5.
Il est probable qu'avant ce monde il existait quelque chose que notre esprit peut imaginer, mais que l'Écriture supprime dans son récit, parce qu’il ne convenait pas d’en parler à des hommes qu'on instruit encore, et qui sont enfants pour les connaissances. Oui, sans doute, avant que ce monde fût créé, il existait une constitution plus ancienne, convenable à des puissances célestes1, lune constitution qui a précédé les temps visibles, une constitution qui a commencé, mais qui ne doit jamais finir. Les ouvrages qu'y a formés l'Ouvrier suprême, le Créateur de l’univers, sont une lumière spirituelle, qui convient à l'état bienheureux d'êtres qui aiment le Seigneur, des natures raisonnables et invisibles, en un mot tout cet ordre de créatures spirituelles, auxquelles notre pensée ne peut atteindre, et dont nous ne pouvons même trouver les noms. C'est-là ce qui compose la nature du monde invisible, comme nous l'apprend le divin Paul : Tout a été créé en lui, dit-il, les choses visibles et invisibles, les trônes, les dominations, les principautés, les puissances ( Col. 1. 16. ) ; c'est-à-dire , les armées des anges commandées par les archanges.
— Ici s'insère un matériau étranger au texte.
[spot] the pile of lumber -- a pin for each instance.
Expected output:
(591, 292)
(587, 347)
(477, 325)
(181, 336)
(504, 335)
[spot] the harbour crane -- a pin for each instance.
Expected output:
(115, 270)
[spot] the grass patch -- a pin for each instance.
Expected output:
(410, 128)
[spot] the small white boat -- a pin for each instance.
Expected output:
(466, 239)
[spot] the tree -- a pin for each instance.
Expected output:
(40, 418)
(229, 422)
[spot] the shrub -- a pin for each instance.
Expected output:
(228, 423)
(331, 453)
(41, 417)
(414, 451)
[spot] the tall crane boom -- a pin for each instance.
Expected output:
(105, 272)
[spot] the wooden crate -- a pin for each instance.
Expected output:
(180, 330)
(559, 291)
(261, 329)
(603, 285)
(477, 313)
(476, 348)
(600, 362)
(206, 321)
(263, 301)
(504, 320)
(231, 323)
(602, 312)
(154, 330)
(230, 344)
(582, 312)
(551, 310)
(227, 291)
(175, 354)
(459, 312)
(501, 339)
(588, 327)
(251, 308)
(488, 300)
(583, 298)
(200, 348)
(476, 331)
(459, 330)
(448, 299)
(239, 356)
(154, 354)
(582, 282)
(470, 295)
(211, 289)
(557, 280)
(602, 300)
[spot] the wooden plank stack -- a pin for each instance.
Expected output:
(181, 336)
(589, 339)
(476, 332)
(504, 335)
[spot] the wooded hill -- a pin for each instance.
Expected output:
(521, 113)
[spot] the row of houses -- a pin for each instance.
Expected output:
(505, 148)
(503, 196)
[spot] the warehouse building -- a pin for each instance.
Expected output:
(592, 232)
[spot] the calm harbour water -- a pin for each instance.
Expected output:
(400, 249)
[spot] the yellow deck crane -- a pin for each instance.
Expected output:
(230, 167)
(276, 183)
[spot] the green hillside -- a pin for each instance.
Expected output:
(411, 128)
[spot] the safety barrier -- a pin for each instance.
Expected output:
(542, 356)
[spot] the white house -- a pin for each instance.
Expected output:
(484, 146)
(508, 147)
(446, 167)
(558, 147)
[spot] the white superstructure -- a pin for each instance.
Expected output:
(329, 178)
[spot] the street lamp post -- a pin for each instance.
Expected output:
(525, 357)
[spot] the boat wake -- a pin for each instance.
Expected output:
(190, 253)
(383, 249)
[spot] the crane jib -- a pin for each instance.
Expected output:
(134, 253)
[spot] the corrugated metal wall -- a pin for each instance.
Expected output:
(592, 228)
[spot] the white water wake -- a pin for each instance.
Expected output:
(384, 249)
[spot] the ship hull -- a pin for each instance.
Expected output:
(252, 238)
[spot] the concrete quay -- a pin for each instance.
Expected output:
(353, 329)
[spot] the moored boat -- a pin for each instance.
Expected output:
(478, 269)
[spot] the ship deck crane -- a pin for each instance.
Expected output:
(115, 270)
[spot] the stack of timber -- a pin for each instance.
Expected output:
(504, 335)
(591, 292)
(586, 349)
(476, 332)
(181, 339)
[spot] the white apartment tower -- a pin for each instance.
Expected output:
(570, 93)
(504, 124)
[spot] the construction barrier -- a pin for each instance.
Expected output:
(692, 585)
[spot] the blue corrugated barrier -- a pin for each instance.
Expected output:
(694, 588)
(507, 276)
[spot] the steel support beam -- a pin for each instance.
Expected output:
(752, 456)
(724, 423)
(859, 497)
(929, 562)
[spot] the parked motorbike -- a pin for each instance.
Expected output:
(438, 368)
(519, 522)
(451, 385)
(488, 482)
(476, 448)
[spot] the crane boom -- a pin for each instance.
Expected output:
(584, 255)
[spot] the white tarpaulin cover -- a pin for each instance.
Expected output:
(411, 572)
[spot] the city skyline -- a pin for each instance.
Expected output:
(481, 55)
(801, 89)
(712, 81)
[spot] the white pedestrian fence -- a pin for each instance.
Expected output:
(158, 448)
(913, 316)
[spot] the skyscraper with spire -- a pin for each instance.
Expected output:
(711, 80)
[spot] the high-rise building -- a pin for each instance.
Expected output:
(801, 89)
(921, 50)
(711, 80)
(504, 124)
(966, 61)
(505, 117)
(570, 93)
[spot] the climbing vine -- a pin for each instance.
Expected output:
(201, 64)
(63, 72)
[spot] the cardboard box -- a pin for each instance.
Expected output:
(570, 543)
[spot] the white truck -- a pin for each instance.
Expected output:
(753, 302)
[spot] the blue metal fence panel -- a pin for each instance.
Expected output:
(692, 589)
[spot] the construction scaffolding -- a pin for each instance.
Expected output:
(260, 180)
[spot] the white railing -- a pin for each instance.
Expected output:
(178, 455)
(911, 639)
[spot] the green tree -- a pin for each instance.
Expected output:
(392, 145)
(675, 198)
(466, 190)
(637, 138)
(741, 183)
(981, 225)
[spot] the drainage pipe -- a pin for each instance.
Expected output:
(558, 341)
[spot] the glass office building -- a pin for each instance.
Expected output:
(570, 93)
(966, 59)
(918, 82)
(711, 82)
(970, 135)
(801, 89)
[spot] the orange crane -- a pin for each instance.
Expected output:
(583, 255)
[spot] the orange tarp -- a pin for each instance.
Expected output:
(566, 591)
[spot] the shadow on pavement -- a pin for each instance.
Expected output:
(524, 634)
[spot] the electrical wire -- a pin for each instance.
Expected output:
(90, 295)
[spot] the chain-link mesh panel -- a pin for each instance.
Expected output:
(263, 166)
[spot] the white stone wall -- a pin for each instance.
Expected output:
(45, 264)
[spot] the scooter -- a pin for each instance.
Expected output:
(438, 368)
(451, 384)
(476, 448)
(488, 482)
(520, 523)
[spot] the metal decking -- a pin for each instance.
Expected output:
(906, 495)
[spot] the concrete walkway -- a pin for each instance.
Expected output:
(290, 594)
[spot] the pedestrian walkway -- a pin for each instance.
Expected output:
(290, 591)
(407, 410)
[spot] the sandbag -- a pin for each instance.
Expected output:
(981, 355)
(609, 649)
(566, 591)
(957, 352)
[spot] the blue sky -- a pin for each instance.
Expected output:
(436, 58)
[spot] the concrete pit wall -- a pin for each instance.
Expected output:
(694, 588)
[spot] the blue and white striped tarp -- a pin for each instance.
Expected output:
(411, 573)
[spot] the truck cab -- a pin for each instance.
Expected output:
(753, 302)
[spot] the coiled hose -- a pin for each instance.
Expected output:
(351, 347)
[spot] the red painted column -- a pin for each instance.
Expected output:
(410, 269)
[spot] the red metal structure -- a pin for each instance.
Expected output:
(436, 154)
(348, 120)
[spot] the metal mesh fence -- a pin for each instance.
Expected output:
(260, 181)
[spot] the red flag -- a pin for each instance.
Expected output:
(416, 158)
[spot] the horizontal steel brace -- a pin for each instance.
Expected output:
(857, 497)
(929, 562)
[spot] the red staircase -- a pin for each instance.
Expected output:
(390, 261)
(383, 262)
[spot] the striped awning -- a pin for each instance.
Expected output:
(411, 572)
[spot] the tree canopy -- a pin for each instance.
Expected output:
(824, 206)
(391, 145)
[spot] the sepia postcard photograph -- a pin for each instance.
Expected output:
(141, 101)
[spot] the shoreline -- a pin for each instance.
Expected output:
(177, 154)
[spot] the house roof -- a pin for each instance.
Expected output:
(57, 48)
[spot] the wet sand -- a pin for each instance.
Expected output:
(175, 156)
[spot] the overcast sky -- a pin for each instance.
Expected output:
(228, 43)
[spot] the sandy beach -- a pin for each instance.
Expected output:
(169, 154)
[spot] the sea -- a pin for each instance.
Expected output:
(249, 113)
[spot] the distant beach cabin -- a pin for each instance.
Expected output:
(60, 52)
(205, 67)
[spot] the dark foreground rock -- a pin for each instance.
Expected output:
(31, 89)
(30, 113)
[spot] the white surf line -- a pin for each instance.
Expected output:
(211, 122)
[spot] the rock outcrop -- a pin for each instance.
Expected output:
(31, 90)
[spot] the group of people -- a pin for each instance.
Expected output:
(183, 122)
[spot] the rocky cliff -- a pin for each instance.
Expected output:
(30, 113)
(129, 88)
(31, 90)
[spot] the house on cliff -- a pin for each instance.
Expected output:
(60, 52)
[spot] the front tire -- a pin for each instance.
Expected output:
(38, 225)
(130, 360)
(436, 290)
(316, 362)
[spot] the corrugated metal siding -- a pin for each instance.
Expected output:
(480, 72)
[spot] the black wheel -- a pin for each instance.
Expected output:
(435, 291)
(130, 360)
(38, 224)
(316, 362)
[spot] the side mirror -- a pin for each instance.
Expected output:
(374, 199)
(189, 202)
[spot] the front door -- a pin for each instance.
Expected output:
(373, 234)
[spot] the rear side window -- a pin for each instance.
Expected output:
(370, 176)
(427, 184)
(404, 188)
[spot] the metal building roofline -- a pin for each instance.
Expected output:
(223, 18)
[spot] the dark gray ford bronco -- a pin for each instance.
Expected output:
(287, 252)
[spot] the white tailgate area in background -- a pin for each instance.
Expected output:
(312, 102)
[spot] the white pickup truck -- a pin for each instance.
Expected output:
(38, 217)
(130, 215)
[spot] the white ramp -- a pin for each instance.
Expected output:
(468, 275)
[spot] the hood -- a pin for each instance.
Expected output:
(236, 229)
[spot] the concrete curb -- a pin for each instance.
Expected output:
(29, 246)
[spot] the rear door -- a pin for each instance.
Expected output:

Dieu devait ajouter à ce qui existait déjà, ce monde, d'abord et principalement comme une école où l'esprit des hommes peut s'instruire : c'était ensuite un séjour parfaitement propre à des êtres qui s'engendrent et se dissolvent. Rien aussi de plus analogue au monde, aux animaux et aux plantes qu'il renferme, que la succession du temps, lequel se presse toujours, et fait perpétuellement sans jamais s'abriter dans sa course. N’est-ce pas là ce qu'est le temps, dont le passé n'existe plus , dont l’avenir n'existe pas encore, dont le présent nous échappe avant que nous le connaissions ? Telle est encore la nature des êtres qui prennent naissance ; on les voit croître ou décroître, on ne les voit jamais dans un état fixe et stable. Or, des animaux et des plantes, dont les corps comme enchaînés à un cours qu'ils suivent malgré eux, sont emportés par un mouvement qui les entraîne vers la génération ou la dissolution, doivent être soumis au temps dont la nature particulière est conforme à des êtres changeants et variables. De-là l'écrivain profond qui nous apprend la création du monde, emploie les paroles qui lui conviennent davantage : Au commencement, dit-il, Dieu créa, c'est-à-dire , lorsque le temps commença à couler. Car lorsqu'il a dit que le monde a été fait au commencement, il ne veut pas assurer qu'il est plus ancien que tout ce qui existe : mais il annonce que les choses visibles et sensibles n ont commencé à exister qu'après les invisibles et les spirituelles.
On appelle commencement ou principe2 , le premier mouvement vers une chose ; par exemple, le commencement de la bonne voie est de faire la justice (Prov. 16. 5.). Car les actions justes sont un premier mouvement vers la vie bienheureuse. On appelle encore commencement ou principe, lorsqu une chose est sous une autre qui la porte, comme le fondement dans une maison et la carène dans un vaisseau. C'est d'après cela qu'il est dit : Le commencement de la sagesse est la crainte du Seigneur ( Prov. 1. 7. ) ; car la piété est comme la base et le fondement de la perfection. Le principe des ouvrages qui proviennent de l’art est l'art lui-même. Ainsi l’habileté de Béséléel était le principe des ornements du tabernacle. Le principe des actions est souvent encore la fin utile et honnête qu'on s'y propose. Ainsi les bonnes grâces de Dieu sont le principe de l'aumône; les promesses contenues dans l'Évangile sont le principe de toutes les actions vertueuses.